When Dead Bacteria Trigger False Alarms: Rethinking a Common "Live–Dead" Test

False positives may result from PMA use in PCR testing, which can lead to food recalls and waste

By Simerdeep Kaur Ph.D.
a petri dish filled with agar gel
Image credit: TopMicrobialStock/iStock/Getty Images Plus via Getty Images
May 4, 2026

Every year, food products are pulled from shelves due to safety recalls. These recalls happen for many reasons, from unlabeled allergens to detected pathogen contamination in food processing facilities.1 Recalls are an expensive and wasteful affair: a single recall can cost a company over $10 million in direct costs alone.2 Beyond the dollars, there is the staggering waste of food. In just the first half of 2024, the U.S. Food and Drug Administration (FDA) ordered the destruction of nearly 85 million units of food over safety concerns.3 Often, all that food ends up in landfills, even if it might have been safe to eat. 

Foodborne pathogens can be detected either after an outbreak has occurred or, ideally, before contaminated products reach consumers. In this preventive approach, companies err on the side of caution. If a lab test suggests that a pathogen might be present in a product, the only safe move is to issue a recall and throw out the product. But what if some of those positive test results are false alarms?

DNA Tests: Powerful Tools with a Limitation

Today's food safety labs rely on nucleic acid amplification tests (NAATs) to detect the DNA of foodborne pathogens. Techniques like polymerase chain reaction (PCR) and loop-mediated isothermal amplification (LAMP) can detect pathogens with remarkable speed and sensitivity. These DNA-based assays have revolutionized food safety testing by allowing the detection of pathogens before they cause illness, or tracing the source of contamination after an outbreak. This powerful tool has a notable limitation, however: DNA can long outlive the bacteria it came from.

When bacteria die, their DNA can remain intact for days or even weeks. So, if a facility had a contamination that was properly remediated and the bacteria were killed, traces of their DNA might still linger.
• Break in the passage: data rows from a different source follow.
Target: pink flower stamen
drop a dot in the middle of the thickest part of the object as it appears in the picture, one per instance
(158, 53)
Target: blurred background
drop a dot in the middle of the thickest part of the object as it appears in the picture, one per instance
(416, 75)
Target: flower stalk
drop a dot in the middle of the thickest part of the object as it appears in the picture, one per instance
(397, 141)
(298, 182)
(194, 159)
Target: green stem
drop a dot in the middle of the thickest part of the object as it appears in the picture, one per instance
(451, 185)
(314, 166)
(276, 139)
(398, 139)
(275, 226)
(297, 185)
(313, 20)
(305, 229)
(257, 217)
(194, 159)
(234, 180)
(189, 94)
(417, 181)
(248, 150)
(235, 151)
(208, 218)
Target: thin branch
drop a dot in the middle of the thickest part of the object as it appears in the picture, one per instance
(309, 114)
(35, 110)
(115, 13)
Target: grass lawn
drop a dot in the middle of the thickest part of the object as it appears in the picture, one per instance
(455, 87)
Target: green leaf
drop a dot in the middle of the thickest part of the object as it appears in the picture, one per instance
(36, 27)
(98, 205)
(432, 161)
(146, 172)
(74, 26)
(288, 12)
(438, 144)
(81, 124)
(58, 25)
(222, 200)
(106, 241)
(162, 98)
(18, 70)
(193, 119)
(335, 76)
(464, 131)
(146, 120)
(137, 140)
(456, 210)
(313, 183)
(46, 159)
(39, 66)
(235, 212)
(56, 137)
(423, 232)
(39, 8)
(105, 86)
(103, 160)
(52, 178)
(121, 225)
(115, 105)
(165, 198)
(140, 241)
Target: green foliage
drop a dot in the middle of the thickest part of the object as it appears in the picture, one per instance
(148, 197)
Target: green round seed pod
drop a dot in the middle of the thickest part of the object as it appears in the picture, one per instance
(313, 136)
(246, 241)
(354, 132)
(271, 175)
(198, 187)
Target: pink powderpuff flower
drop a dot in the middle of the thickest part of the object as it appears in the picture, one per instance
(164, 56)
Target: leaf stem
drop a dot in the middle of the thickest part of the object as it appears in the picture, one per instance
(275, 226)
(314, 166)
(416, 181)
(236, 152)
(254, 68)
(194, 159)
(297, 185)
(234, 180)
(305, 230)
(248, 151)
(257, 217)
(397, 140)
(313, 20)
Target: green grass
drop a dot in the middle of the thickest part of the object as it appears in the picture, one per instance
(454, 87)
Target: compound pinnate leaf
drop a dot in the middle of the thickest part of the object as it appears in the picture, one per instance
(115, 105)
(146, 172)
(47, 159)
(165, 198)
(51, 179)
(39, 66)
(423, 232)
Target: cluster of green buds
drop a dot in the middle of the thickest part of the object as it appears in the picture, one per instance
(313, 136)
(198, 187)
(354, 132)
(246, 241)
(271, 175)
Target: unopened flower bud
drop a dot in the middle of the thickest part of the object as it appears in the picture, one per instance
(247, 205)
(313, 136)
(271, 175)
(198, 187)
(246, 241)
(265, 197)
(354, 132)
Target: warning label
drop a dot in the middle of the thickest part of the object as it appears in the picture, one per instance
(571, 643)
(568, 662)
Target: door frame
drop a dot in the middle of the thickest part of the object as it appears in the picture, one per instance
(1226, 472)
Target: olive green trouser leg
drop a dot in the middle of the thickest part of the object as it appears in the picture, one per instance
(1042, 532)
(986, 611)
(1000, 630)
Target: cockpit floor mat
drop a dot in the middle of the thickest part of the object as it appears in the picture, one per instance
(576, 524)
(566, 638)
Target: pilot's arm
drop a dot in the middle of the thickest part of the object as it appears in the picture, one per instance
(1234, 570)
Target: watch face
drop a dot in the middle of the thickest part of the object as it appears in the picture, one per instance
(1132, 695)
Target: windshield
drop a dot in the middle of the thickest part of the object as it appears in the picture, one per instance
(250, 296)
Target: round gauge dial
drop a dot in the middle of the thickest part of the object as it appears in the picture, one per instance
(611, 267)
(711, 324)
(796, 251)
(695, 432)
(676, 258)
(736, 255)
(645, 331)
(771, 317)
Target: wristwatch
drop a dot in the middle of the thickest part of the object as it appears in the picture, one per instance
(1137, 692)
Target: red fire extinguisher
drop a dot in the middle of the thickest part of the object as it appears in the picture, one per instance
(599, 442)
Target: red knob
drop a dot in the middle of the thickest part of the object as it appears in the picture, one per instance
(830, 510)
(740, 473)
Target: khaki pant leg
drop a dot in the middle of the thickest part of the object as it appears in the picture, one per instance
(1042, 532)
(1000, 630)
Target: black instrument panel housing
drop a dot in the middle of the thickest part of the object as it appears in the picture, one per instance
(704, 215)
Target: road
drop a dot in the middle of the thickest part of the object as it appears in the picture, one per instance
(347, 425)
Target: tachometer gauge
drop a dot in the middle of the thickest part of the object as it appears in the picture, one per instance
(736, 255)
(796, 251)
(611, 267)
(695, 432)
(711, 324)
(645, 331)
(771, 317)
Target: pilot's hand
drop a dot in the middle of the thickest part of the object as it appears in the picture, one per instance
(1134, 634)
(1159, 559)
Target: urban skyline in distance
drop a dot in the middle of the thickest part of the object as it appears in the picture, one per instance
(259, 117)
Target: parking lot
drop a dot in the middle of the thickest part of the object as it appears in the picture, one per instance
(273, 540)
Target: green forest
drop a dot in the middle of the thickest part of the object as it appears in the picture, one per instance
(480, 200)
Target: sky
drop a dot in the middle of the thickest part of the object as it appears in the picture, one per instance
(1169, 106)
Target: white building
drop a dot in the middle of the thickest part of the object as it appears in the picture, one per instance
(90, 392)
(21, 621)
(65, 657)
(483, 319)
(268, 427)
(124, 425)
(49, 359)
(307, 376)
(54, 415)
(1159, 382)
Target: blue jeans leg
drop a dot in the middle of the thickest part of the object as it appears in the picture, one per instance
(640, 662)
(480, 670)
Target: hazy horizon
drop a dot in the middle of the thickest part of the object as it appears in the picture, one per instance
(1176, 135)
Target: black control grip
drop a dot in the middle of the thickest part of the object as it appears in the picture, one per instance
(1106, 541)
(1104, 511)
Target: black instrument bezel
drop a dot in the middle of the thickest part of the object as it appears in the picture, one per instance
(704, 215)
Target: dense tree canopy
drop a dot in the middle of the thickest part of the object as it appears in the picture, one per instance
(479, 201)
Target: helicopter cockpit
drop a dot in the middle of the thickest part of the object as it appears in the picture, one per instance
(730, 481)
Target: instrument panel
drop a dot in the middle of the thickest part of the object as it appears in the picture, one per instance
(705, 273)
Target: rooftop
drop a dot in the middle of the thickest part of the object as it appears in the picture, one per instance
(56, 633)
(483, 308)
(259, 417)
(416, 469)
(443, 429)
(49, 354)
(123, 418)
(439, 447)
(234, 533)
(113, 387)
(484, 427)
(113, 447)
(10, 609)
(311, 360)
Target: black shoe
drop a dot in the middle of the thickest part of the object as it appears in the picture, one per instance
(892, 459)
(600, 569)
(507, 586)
A PCR test swab of the area could be positive, detecting dead bacteria. This means that positive PCR results can sometimes be false alarms.

For food companies and safety regulators, this limitation poses a dilemma. In many workflows, NAAT positives are treated as presumptive and are followed by confirmatory testing (often culture isolation) before final disposition. However, if a positive signal is driven by dead-cell DNA (especially in environmental follow-up testing), then the product hold, investigation, and sometimes the destruction of food that follows might be unnecessary. This challenge has motivated scientists to find ways to make DNA-based tests more discerning, so they respond only to live bacteria.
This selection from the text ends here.